Sentence simplification maps a sentence to a simpler, more readable one approximating its content. In practice, simplification is often modeled using four main operations: splitting a complex sentence into several simpler sentences; dropping and reordering phrases or constituents; substituting words/phrases with simpler ones.
This is implementation from our ACL'14 paper. We have modified our code to let you choose what simplification operations you want to apply to your complex sentences. Please go through our paper for more details. Please contact Shashi Narayan (shashi.narayan(at){ed.ac.uk,gmail.com}) for any query.

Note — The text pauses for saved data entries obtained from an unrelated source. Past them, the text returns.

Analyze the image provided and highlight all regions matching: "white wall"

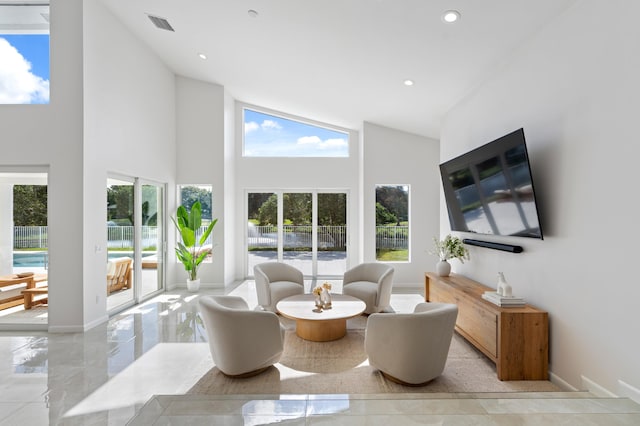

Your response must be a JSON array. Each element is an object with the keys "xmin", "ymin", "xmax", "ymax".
[
  {"xmin": 441, "ymin": 0, "xmax": 640, "ymax": 397},
  {"xmin": 362, "ymin": 122, "xmax": 440, "ymax": 286},
  {"xmin": 83, "ymin": 0, "xmax": 177, "ymax": 327},
  {"xmin": 175, "ymin": 77, "xmax": 225, "ymax": 286},
  {"xmin": 0, "ymin": 0, "xmax": 84, "ymax": 330},
  {"xmin": 223, "ymin": 91, "xmax": 236, "ymax": 286}
]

If you use our code, please cite the following paper.
Hybrid Simplification using Deep Semantics and Machine Translation, Shashi Narayan and Claire Gardent, The 52nd Annual meeting of the Association for Computational Linguistics (ACL), Baltimore, June. https://aclweb.org/anthology/P/P14/P14-1041.pdf.
We present a hybrid approach to sentence simplification which combines deep semantics and monolingual machine translation to derive simple sentences from complex ones. The approach differs from previous work in two main ways. First, it is semantic based in that it takes as input a deep semantic representation rather than e.g., a sentence or a parse tree. Second, it combines a simplification model for splitting and deletion with a monolingual translation model for phrase substitution and reordering. When compared against current state of the art methods, our model yields significantly simpler output that is both grammatical and meaning preserving.

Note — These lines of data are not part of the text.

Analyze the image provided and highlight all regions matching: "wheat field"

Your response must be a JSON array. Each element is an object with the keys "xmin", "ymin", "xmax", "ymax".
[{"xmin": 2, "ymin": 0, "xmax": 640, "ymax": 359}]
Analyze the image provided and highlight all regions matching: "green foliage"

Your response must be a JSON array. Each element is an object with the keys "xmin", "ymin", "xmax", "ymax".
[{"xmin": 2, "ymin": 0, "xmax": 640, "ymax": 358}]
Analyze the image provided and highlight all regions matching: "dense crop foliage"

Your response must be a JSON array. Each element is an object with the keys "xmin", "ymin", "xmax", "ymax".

- Boxer 1.00: http://svn.ask.it.usyd.edu.au/trac/candc/wiki/boxer, http://www.cl.cam.ac.uk/~sc609/candc-1.00.html
- Moses: http://www.statmt.org/moses/?n=Development.GetStarted
- Mgiza++: http://www.statmt.org/moses/?n=Moses.ExternalTools#ntoc3
- NLTK toolkit: http://www.nltk.org/
- Python 2.7
- Stanford Toolkit: http://nlp.stanford.edu/software/tagger.html
-
code: ./preprocessing/extract_wikipedia_corpora_boxer_training.py
-
This code prepares the training data. It takes as input tokenized training (complex, simple) sentences and the boxer output (xml format) of the complex sentences.
-
I will improve the interface of this script later. But for now you have to set following parameters: (C: complex sentence and S: simple sentence)
-
ZHUDATA_FILE_ORG = Address to the file with combined complex-simple pairs. Format: C_1\nS^1_1\nS^2_1\n\nC_2\nS^1_2\nS^2_2\nS^3_2\n\n and so on.
-
ZHUDATA_FILE_MAIN = Address to the file with all tokenized complex sentences. Format: C_1\nC_2\n and so on.
-
ZHUDATA_FILE_SIMPLE = Address to the file with all tokenized simple sentences. Format: S^1_1\nS^2_1\nS^1_2\nS^2_2\nS^3_2\n and so on.
-
BOXER_DATADIR: Directory address which contains the boxer output of ZHUDATA_FILE_MAIN.
-
CHUNK_SIZE = Size of the boxer output chunks. The above scripts loads boxer xml file before parsing them, it is much faster to use chunks (let say of 10000) of ZHUDATA_FILE_MAIN.
-
boxer_main_filename = Boxer output file name pattern. For example: filename."+str(lower_index)+"-"+str(lower_index+CHUNK_SIZE)
-
-
code: ./preprocessing/extract_wikipedia_corpora_boxer_test.py
-
This code prepares the test data. It takes as input tokenized test (complex) sentences and their boxer outputs in xml format.
-
I will improve the interface of this script later. But for now you have to set following parameters:
-
TEST_FILE_MAIN: Address to the file with all tokenized complex sentences. Format: C_1\nC_2\n and so on.
-
TEST_FILE_BOXER: Address to the boxer xml output file for TEST_FILE_MAIN.
-
- Training goes through three states: 1) Building Boxer training graphs, 2) EM training and 3) SMT training
python start_learning_training_models.py --help
usage: python learn_training_models.py [-h] [--start-state Start_State]
[--end-state End_State]
[--transformation TRANSFORMATION_MODEL]
[--max-split MAX_SPLIT_SIZE]
[--restricted-drop-rel RESTRICTED_DROP_REL]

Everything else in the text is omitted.